If it takes 1 calorie to raise the temperature of water by 1 degree Celcius, will it take 100 calories to bring the same amount of ice to a boil?

Let's assume we already made all those "ice going to a gaseous state is called sublimation, not boiling"-jokes: You supposedly want to look up the term "latent heat".

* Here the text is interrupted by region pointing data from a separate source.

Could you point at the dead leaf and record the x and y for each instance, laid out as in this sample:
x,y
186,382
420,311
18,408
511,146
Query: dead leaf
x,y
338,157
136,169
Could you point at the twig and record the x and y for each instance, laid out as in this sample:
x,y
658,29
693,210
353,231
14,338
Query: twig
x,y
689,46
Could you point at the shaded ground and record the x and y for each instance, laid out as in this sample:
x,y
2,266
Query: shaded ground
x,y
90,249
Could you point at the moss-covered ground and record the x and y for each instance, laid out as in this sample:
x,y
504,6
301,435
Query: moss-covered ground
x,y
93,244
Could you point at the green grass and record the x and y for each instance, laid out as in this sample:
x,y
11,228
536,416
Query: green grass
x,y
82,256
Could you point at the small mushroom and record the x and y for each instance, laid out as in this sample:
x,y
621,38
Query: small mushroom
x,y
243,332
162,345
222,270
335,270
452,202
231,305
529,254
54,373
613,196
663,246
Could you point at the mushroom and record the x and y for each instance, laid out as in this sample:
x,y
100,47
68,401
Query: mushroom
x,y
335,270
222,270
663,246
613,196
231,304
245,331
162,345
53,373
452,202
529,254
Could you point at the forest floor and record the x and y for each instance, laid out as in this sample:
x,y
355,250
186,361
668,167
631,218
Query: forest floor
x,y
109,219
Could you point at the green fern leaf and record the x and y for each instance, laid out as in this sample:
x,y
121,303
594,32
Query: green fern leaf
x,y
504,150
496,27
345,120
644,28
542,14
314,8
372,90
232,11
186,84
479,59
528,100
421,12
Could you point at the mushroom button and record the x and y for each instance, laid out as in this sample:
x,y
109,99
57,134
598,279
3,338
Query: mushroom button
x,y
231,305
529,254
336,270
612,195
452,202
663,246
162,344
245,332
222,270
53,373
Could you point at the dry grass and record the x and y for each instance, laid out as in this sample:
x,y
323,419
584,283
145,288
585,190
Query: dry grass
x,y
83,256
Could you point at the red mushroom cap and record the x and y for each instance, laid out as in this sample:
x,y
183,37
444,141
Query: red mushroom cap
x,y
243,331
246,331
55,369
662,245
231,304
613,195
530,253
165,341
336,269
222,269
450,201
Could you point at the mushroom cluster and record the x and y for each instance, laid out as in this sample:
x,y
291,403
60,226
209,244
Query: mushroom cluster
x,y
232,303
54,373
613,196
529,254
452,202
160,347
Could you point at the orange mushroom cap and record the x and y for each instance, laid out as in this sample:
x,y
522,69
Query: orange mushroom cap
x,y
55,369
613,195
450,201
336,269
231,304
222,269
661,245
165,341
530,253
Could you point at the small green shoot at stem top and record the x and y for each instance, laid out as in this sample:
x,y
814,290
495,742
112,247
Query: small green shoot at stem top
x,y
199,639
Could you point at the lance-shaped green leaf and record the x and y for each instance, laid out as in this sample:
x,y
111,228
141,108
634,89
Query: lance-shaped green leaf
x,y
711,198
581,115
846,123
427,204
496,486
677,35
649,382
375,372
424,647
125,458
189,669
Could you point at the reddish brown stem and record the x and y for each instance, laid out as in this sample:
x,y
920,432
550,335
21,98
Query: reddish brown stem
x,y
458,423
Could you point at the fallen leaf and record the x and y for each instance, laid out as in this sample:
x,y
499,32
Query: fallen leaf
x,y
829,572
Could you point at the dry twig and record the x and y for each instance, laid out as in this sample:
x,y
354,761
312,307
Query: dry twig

The specific heat of water is 4.18*10^3 J / kg K.

 

It takes 4.18*10^3 J to raise the temperature of 1 kilogram by 1 degree (Celsium or Kelvin).

 

If you don't specify how much water you heat with the energy, then you're not making a correct statement.

 

So, the correct question would have been:

If it takes 1 calorie (4.18 J, please use SI units!) to raise the temperature of 1 gram of water by 1 degree Celcius, will it take 100 calories to bring the same amount of ice to a boil?

 

Answer: no. You first need to melt the ice and turn it into water. It would take 100 times the energy to raise the temperature of liquid water of 0 deg C to 100 deg C. Melting ice takes additional energy, so it will be more than 100 times the energy.

 

But that's a physics issue, not math.

I probably overcomplicated the question. Here it is again without ice or vapor considerations.

 

If it takes 1 calorie to raise the temperature of 1 gram of water by 1 degree Celcius, will it take 50 calories to its temperature from 30 degress Celcius to 80 degrees Celcius?

Roughly speaking, yes. However -- What definition of the calorie? There are several definitions, ranging 4.182 to 4.190 joules. One big reason for the different definitions is that the heat capacity of water is not constant. It drops slightly from 0^oC to 34^oC and then rises slightly from 35^oC to 100⁰C. The variation is small but measurable.